Adding to the pressure was the fact that the full lineup of industry experts, federal regulators and plant scientists still don't know exactly how the system had broken down in the past. And with the pressure came tremendous scrutiny.
An expanding group of industry critics pounced last month after a recall of local spinach when samples tested positive for salmonella. They've pounced even more energetically following last weekend's news of an E. coli discovery in a bag of Dole salad mix Canada.
Despite no reports of health problems, speedy confirmation that some lettuce in the shipment came from the Salinas Valley prompted an excited round of "gotcha" aimed at the local industry.
It didn't seem to matter that no one could tell yet whether the contamination originated here or somewhere else along the line, such as the fields of Colorado or Ohio, where some of the greens were grown, or in an Ohio processing plant.
Still, the loud reaction all across the nation shows that the industry's relationship with the consuming public, regulatory agencies, legislators, produce buyers and others who matter has dropped far below where it needs to be if the industry is to move forward and prosper, which is critical to the region as well as the industry.
We remain convinced that the industry is fully capable of protecting the consumer as well or better than state or federal regulators could. That's because we know the people in the industry. They're our neighbors. Most are family farmers in various permutations, not greedy cost-cutters.
Unfortunately, a nation of nervous salad eaters doesn't know them in the same way. Where we see successful and honorable farmers, processors, shippers and packers, much of the country is now seeing hooves.
It seems time for the industry to accept all the help it can get from state and federal regulators, time to work quickly toward establishing stronger nationwide safety standards and to reassess both its testing procedures and the practice of mixing products from different sources.
Rather than shouldering all the responsibility themselves, it seems time for industry leaders to agree to additional conditions, even those that make little sense except from a public relations perspective.
Taking that path would take much of the pressure off and, at the same time, could actually make the products safer.
It could even provide a ompetitive boost to the local industry by requiring the industry in other states to adopt new safety practices, some of them quite expensive, that are already in place here.

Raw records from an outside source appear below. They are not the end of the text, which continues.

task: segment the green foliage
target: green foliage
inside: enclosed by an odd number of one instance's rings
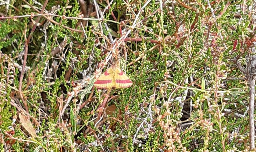
[[[82,1],[48,2],[34,31],[43,1],[0,6],[0,150],[248,150],[248,82],[231,61],[246,68],[255,47],[252,2]],[[133,84],[106,101],[94,78],[117,61]]]

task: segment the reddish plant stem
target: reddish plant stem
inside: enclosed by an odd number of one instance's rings
[[[40,14],[42,14],[44,11],[44,10],[45,9],[45,7],[46,6],[46,4],[48,3],[48,0],[46,0],[44,2],[44,5],[43,6],[43,7],[42,8],[41,11],[40,12]],[[24,58],[23,59],[23,65],[22,66],[22,70],[21,71],[21,73],[20,74],[20,82],[19,83],[19,91],[20,92],[20,98],[23,102],[23,104],[24,105],[24,107],[25,107],[26,109],[26,110],[27,112],[28,113],[28,108],[27,104],[27,101],[26,99],[24,99],[23,98],[23,93],[22,92],[22,81],[23,80],[23,76],[24,76],[24,73],[25,72],[25,67],[26,66],[26,63],[27,62],[27,57],[28,55],[28,43],[29,43],[29,41],[30,40],[30,39],[32,38],[32,36],[33,35],[33,33],[36,30],[36,26],[37,25],[37,23],[39,22],[39,20],[41,18],[41,16],[39,16],[37,18],[37,19],[36,21],[36,23],[34,25],[33,27],[32,28],[32,30],[30,32],[30,34],[29,35],[29,36],[28,37],[27,39],[26,39],[25,42],[25,53],[24,54]]]

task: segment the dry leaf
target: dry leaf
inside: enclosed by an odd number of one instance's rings
[[[33,127],[32,123],[29,120],[27,116],[22,113],[19,114],[19,117],[20,118],[20,122],[23,127],[25,128],[28,133],[32,138],[36,137],[36,133],[35,129]]]

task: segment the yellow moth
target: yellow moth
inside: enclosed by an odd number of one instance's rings
[[[94,82],[98,89],[123,88],[132,85],[132,81],[116,64],[108,69]]]

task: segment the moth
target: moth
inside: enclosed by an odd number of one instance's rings
[[[117,65],[108,69],[95,81],[94,86],[98,89],[123,88],[132,85],[132,81]]]

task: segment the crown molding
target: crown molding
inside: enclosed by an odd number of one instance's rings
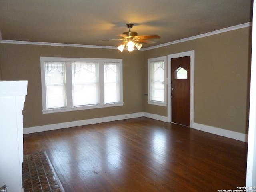
[[[168,43],[164,43],[160,45],[158,45],[155,46],[140,49],[140,51],[146,51],[151,49],[154,49],[156,48],[159,48],[160,47],[164,47],[173,44],[184,42],[185,41],[190,41],[194,39],[202,38],[203,37],[210,36],[211,35],[218,34],[219,33],[224,33],[228,31],[232,31],[237,29],[241,29],[246,27],[248,27],[252,26],[252,22],[250,22],[240,25],[236,25],[232,27],[228,27],[224,29],[217,30],[216,31],[209,32],[200,35],[193,36],[192,37],[185,38],[184,39],[177,40],[176,41],[169,42]],[[14,41],[10,40],[2,40],[2,35],[1,35],[1,31],[0,31],[0,43],[8,43],[12,44],[24,44],[28,45],[46,45],[48,46],[61,46],[64,47],[83,47],[85,48],[95,48],[100,49],[116,49],[116,47],[112,47],[110,46],[99,46],[96,45],[81,45],[77,44],[68,44],[64,43],[48,43],[43,42],[34,42],[31,41]]]
[[[33,41],[14,41],[11,40],[2,40],[1,43],[10,44],[23,44],[27,45],[46,45],[48,46],[61,46],[64,47],[83,47],[85,48],[96,48],[100,49],[116,49],[116,47],[110,46],[99,46],[97,45],[80,45],[78,44],[68,44],[66,43],[48,43],[44,42],[35,42]]]
[[[220,29],[219,30],[212,31],[212,32],[209,32],[208,33],[204,33],[201,35],[196,35],[196,36],[193,36],[192,37],[188,37],[188,38],[185,38],[184,39],[182,39],[179,40],[177,40],[176,41],[172,41],[169,43],[164,43],[163,44],[161,44],[160,45],[156,45],[155,46],[153,46],[147,48],[144,48],[141,49],[142,51],[146,51],[147,50],[150,50],[150,49],[154,49],[156,48],[159,48],[160,47],[164,47],[166,46],[168,46],[168,45],[176,44],[176,43],[179,43],[182,42],[184,42],[185,41],[190,41],[191,40],[198,39],[199,38],[202,38],[203,37],[207,37],[208,36],[216,35],[216,34],[224,33],[224,32],[227,32],[228,31],[236,30],[237,29],[241,29],[242,28],[244,28],[245,27],[248,27],[252,26],[252,22],[250,22],[249,23],[244,23],[243,24],[241,24],[240,25],[236,25],[235,26],[228,27],[224,29]]]

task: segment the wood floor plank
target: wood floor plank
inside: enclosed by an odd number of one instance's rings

TK: This editorial was posted in the Fresh Produce Industry Discussion Group. From that thread, I'm posting a comment from Luis. He makes a good point about perception and consumer attitudes. From Luis:

Obviously perception can be shaped. See it Court TV all the time when two members of a jury are presented with the same situation but come to different conclusions depending on how the case is made by the defense and the prosecution.
At any rate, the idea that industry is somehow "resisting" government oversight is such a huge misperception. The industry is regulated and is and has been working all along to improve food safety with State and Federal partners. However, the China import situation etc. now has some consumers suspicious of producers as well as government.
Why, some would argue, do we need more regulation if the regulatory agencies do not have enough inspectors (in house or outsourced) and are not fully equipped to provide sound scientific risk assessments that can guide growers and policy makers. On the other hand, some feel that growers may know field conditions and growing practice best but are not microbiologist/epidemiologists or disinterested parties either.
I guess if regulatory agencies, growers, politicos and activistas are seen squabbling with each other rather than credibly fighting the real enemy. Namely, Salmonella, E. coli O157:H7 etc. we may end up looking a bit internally like China and externally having US product being no so welcome overseas.